Sucede que, como ya ocurrió años pasados con una manifestación similar, los “graciosos” de siempre optaron por colocar pañuelos de color violeta – identificatorios del movimiento que pugna por la igualdad de derechos entre la mujer y el hombre-, en distintos monumentos de la plaza Dardo Rocha, escenario de la movilización del último jueves.
Es así que los bustos que recuerdan a Angel Murga, fundador de Necochea; el almirante Guillermo Brown, héroe en la lucha por la independencia de nuestro país el de Eva Duarte de Perón, de fuerte impronta en la historia más reciente de la Argentina; y la imagen de la madre y su hijo, en el monumento de la Madre, se vieron cubiertos en parte por estos pañuelos y se hizo una pegatina en el de la Madre, la actitud se transforma en una afrenta inaceptable para testimonios históricos.
Asimismo estas provocaciones, si se quiere identificarlas de otra manera, se constituyen en un pésimo ejemplo dado por quienes entienden sólo el reclamo de sus derechos, degradando así el merecido recuerdo de aquellos que han forjado nuestro pasado.

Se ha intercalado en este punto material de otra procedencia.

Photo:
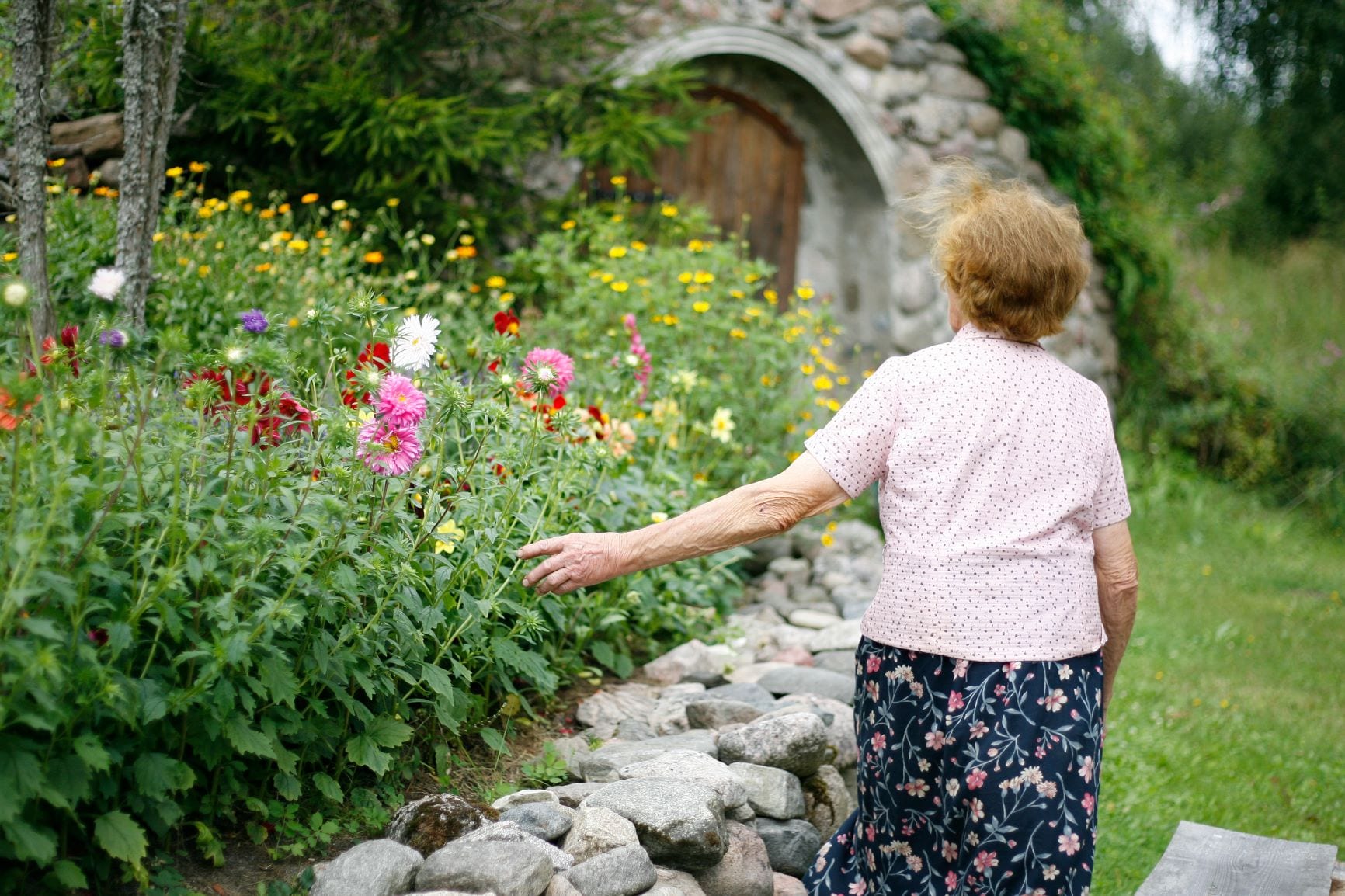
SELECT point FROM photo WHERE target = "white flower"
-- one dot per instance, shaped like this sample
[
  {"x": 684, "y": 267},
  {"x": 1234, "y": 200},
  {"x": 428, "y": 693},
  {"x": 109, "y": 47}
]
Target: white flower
[
  {"x": 106, "y": 283},
  {"x": 415, "y": 345},
  {"x": 721, "y": 425}
]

Estos pañuelos en los monumentos, como las pintadas en el asfalto, la quema de cubiertas, la mutilación y graffitis de estatuas y otros elementos de los paseos públicos, o la rotura permanente de juegos en las plazas, son un agravio para una sociedad que quiere vivir en paz y sin agresiones de cualquier índole.
En estos casos los daños obligan al municipio a su reparación y por ende distraer innecesariamente el dinero de los contribuyentes.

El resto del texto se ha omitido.